Marcos Aragão Correia apresenta queixa no DIAP contra Câmara do Funchal

Em causa está o recuo no negócio para aquisição da colecção do pai, António Aragão

19 Set 2017 / 09:05 H.

Marcos Aragão Correia informou ter apresentado no Departamento de Investigação e Acção Penal (DIAP) da Madeira uma denúncia formal por prática de crimes de corrupção contra o presidente da Câmara Municipal do Funchal, Paulo Cafôfo, e contra o leiloeiro Ricardo Silva, envolvido no leilão do espólio de António Aragão. Um diferendo opõe neste momento o filho do artista falecido em Agosto de 2008 à autarquia, que se tinha comprometido a adquirir parte da colecção do também historiador e poeta, o que acabou por não acontecer até ao momento porque o processo legalmente não estava claro, argumentou a autarquia em Junho do ano passado.

“A apresentação desta denúncia neste momento justifica-se pelo esgotamento de todas as tentativas para um acordo extrajudicial para a solução deste grave crime perpetrado por ambos aqueles indivíduos, por estarmos a nos aproximar do fim do mandato do Sr. presidente da Autarquia sem que, passados que foram mais de 2 anos e meio, a Autarquia tenha pago o que devia pelo espólio de que se apropriou ilegalmente, bem como por já se terem reunidos suficientes provas de que estamos perante a prática de crimes de corrupção, nas suas formas activa e passiva, cometidos pelo Sr. Paulo Cafôfo enquanto presidente da Câmara Municipal do Funchal, e pelo Sr. Ricardo Silva que com ele negociou e repartiu o espólio do meu falecido pai”, justifica o herdeiro. Marcos Aragão Correia acusa a Câmara de ter deixado vender através da leiloeira Cabral Moncada em Lisboa, em Novembro passado, “sem a minha autorização nem conhecimento, três importantíssimas pinturas da autoria do meu pai que integravam o respectivo espólio na posse da Autarquia do Funchal, as quais foram vendidas ao desbarato naquilo que consubstancia uma tentativa de se desfazerem das obras o mais rapidamente possível e a qualquer preço”.

No entanto, já em Junho a Câmara do Funchal tinha resolvido o contrato de compra da colecção de António Aragão e tinha colocado à disposição da leiloeira e indirectamente do herdeiro os 21 lotes que compunham o conjunto de peças do artista falecido em 2008, que se encontravam já na sua posse que seria adquirido por 166 mil euros. Deu-lhe inclusive um prazo de dez dias para levantar as obras que se entravam no Teatro Baltazar Dias, não se responsabilizando a partir daí pela perda ou deterioração dos mesmos.
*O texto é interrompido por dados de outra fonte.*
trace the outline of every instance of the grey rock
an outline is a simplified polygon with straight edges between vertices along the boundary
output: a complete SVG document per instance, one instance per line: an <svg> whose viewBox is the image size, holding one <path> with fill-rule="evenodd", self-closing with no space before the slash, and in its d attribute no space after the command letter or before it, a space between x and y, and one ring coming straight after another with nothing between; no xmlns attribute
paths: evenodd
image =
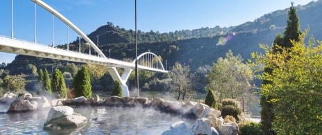
<svg viewBox="0 0 322 135"><path fill-rule="evenodd" d="M136 98L134 99L134 103L141 105L145 105L147 103L147 98Z"/></svg>
<svg viewBox="0 0 322 135"><path fill-rule="evenodd" d="M25 100L18 100L14 101L10 108L9 111L28 111L35 110L38 103L35 101L28 101Z"/></svg>
<svg viewBox="0 0 322 135"><path fill-rule="evenodd" d="M211 134L212 135L220 135L220 134L216 130L216 129L215 127L211 127Z"/></svg>
<svg viewBox="0 0 322 135"><path fill-rule="evenodd" d="M190 130L187 125L184 121L179 121L172 124L170 128L164 131L162 135L177 135L186 134L193 135L194 134Z"/></svg>
<svg viewBox="0 0 322 135"><path fill-rule="evenodd" d="M133 97L123 97L122 98L124 101L124 104L126 105L134 105L134 98Z"/></svg>
<svg viewBox="0 0 322 135"><path fill-rule="evenodd" d="M72 115L74 112L73 108L68 106L58 106L51 109L47 116L47 121L60 117Z"/></svg>
<svg viewBox="0 0 322 135"><path fill-rule="evenodd" d="M190 128L195 134L211 134L211 127L207 118L202 118L195 121Z"/></svg>
<svg viewBox="0 0 322 135"><path fill-rule="evenodd" d="M73 99L73 103L82 103L86 102L87 99L84 96L80 96Z"/></svg>
<svg viewBox="0 0 322 135"><path fill-rule="evenodd" d="M224 123L217 127L218 132L222 135L235 135L238 133L238 126L235 123Z"/></svg>
<svg viewBox="0 0 322 135"><path fill-rule="evenodd" d="M160 98L156 98L151 100L151 105L154 107L161 105L162 105L163 102L163 100Z"/></svg>
<svg viewBox="0 0 322 135"><path fill-rule="evenodd" d="M93 103L96 104L96 102L98 102L98 101L100 101L100 97L98 96L98 95L94 95L93 96Z"/></svg>

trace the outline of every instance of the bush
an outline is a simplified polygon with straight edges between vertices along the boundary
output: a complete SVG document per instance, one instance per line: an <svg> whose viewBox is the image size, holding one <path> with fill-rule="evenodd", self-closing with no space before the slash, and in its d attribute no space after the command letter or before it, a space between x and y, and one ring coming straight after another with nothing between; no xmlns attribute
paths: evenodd
<svg viewBox="0 0 322 135"><path fill-rule="evenodd" d="M238 101L237 101L236 100L235 100L235 99L226 98L226 99L223 99L222 100L222 108L224 108L224 107L226 107L227 105L232 105L232 106L234 106L234 107L238 107L239 104L240 104L240 102Z"/></svg>
<svg viewBox="0 0 322 135"><path fill-rule="evenodd" d="M225 118L228 115L233 116L238 121L238 115L240 115L240 114L242 114L242 110L233 105L227 105L222 109L222 118Z"/></svg>
<svg viewBox="0 0 322 135"><path fill-rule="evenodd" d="M213 94L213 91L211 89L208 89L207 96L206 97L204 102L208 106L213 107L215 109L218 109L218 105L217 104L217 100L215 98L215 94Z"/></svg>
<svg viewBox="0 0 322 135"><path fill-rule="evenodd" d="M118 82L118 80L115 80L114 82L114 88L111 91L111 96L123 96L123 94L122 93L122 88L120 87L120 83Z"/></svg>
<svg viewBox="0 0 322 135"><path fill-rule="evenodd" d="M264 132L260 129L260 124L249 122L239 124L240 133L241 135L261 135Z"/></svg>
<svg viewBox="0 0 322 135"><path fill-rule="evenodd" d="M67 89L62 72L59 69L55 69L52 78L51 91L54 93L54 96L55 98L66 98L67 97Z"/></svg>
<svg viewBox="0 0 322 135"><path fill-rule="evenodd" d="M73 81L75 97L84 96L86 98L91 98L91 77L85 66L77 72Z"/></svg>
<svg viewBox="0 0 322 135"><path fill-rule="evenodd" d="M225 123L231 123L231 122L236 122L236 119L233 116L226 116L225 118L224 118L224 122Z"/></svg>

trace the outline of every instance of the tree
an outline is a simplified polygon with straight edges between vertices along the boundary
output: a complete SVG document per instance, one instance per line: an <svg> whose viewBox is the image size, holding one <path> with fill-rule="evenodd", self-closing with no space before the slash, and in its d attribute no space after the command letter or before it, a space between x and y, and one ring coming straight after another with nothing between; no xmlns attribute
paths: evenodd
<svg viewBox="0 0 322 135"><path fill-rule="evenodd" d="M82 66L73 80L75 97L84 96L86 98L91 97L91 78L87 69Z"/></svg>
<svg viewBox="0 0 322 135"><path fill-rule="evenodd" d="M182 66L180 63L176 62L168 74L168 78L171 80L166 84L166 91L169 91L177 100L180 99L181 93L183 93L182 100L185 100L186 96L195 92L193 89L195 86L196 75L190 73L189 66Z"/></svg>
<svg viewBox="0 0 322 135"><path fill-rule="evenodd" d="M26 80L22 75L16 75L14 76L7 75L3 80L1 87L3 88L3 93L10 93L11 91L18 92L25 87Z"/></svg>
<svg viewBox="0 0 322 135"><path fill-rule="evenodd" d="M66 64L66 66L64 67L64 72L70 73L73 77L75 77L78 71L78 68L73 63L69 63Z"/></svg>
<svg viewBox="0 0 322 135"><path fill-rule="evenodd" d="M218 104L217 103L216 98L215 97L213 90L211 89L208 89L207 96L206 97L204 102L208 106L211 107L215 109L218 109Z"/></svg>
<svg viewBox="0 0 322 135"><path fill-rule="evenodd" d="M267 53L253 53L254 60L249 65L258 69L266 64L266 67L274 69L271 73L263 72L258 78L270 82L262 85L260 93L274 97L269 102L274 112L272 127L277 134L321 134L322 42L315 46L312 38L305 45L301 35L299 39L292 42L292 48L280 47L282 51L274 54L262 45Z"/></svg>
<svg viewBox="0 0 322 135"><path fill-rule="evenodd" d="M123 97L122 88L120 87L120 83L118 80L115 80L114 87L111 96Z"/></svg>
<svg viewBox="0 0 322 135"><path fill-rule="evenodd" d="M291 48L293 47L293 44L291 41L298 42L300 40L299 35L301 35L302 32L300 30L300 25L298 23L298 17L296 15L296 9L293 6L289 8L288 12L288 19L287 21L287 26L284 31L284 37L282 37L280 33L276 35L276 37L273 42L272 49L269 53L275 54L281 53L285 48ZM286 49L287 51L289 49ZM285 57L289 59L289 57ZM267 62L267 64L271 62ZM276 67L278 68L278 67ZM266 73L271 74L274 69L265 66L264 72ZM269 80L263 80L262 86L267 85L271 83ZM271 123L274 119L274 114L273 113L272 107L273 105L270 100L273 100L274 97L271 96L265 96L262 95L260 98L260 106L262 107L262 111L260 111L260 116L262 118L261 128L266 134L275 134L274 131L271 129Z"/></svg>
<svg viewBox="0 0 322 135"><path fill-rule="evenodd" d="M45 69L45 73L44 73L44 88L46 91L51 94L51 78L49 78L46 69Z"/></svg>
<svg viewBox="0 0 322 135"><path fill-rule="evenodd" d="M242 56L233 55L231 50L226 53L226 57L218 58L213 64L209 74L206 77L209 80L208 89L213 89L218 93L218 100L224 98L239 99L253 98L252 81L253 74L251 69L242 62Z"/></svg>
<svg viewBox="0 0 322 135"><path fill-rule="evenodd" d="M39 73L38 74L38 82L44 82L44 72L42 71L42 69L40 69Z"/></svg>
<svg viewBox="0 0 322 135"><path fill-rule="evenodd" d="M67 89L65 80L62 72L59 69L55 69L51 79L51 91L57 98L66 98L67 96Z"/></svg>

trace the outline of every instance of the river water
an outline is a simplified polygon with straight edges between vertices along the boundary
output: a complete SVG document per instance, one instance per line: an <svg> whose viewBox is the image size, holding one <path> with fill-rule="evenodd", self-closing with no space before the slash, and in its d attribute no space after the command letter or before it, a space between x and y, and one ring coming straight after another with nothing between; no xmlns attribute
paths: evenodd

Em causa estaria o facto de a Mouraria, representada por Ricardo Silva, não se encontrar regularmente constituída como sociedade comercial a operar nesta área e o facto de o documento particular que delegava a colecção à empresa, à qual a Câmara ia fazer a aquisição, ser um documento escrito à mão, assinado pelo proprietário do espólio, Marcos Aragão Correia, e Ricardo Aires, sem presença de notário ou reconhecimento de assinaturas.

O herdeiro ainda tentou que o negócio fosse tratado directamente consigo, mas a Câmara terá recusado, uma vez que o tinha ficado aprovado inicialmente foi a aquisição ao leiloeiro, que teria a propriedade temporária para venda.

A autarquia afirmou então que não estava colocada de parte a aquisição posterior, numa nova negociação depois de clarificada toda a situação. Marcos Aragão Correia não compreende a posição do executivo de Paulo Cafôfo, que acusou de má-fé. Diz ainda que a devolução é impossível porque Marcos Aragão Correia “não sabe nada sobre o que foi entregue” por Ricardo Silva à Câmara, “nem o estado em que se encontravam as obras à data da entrega”.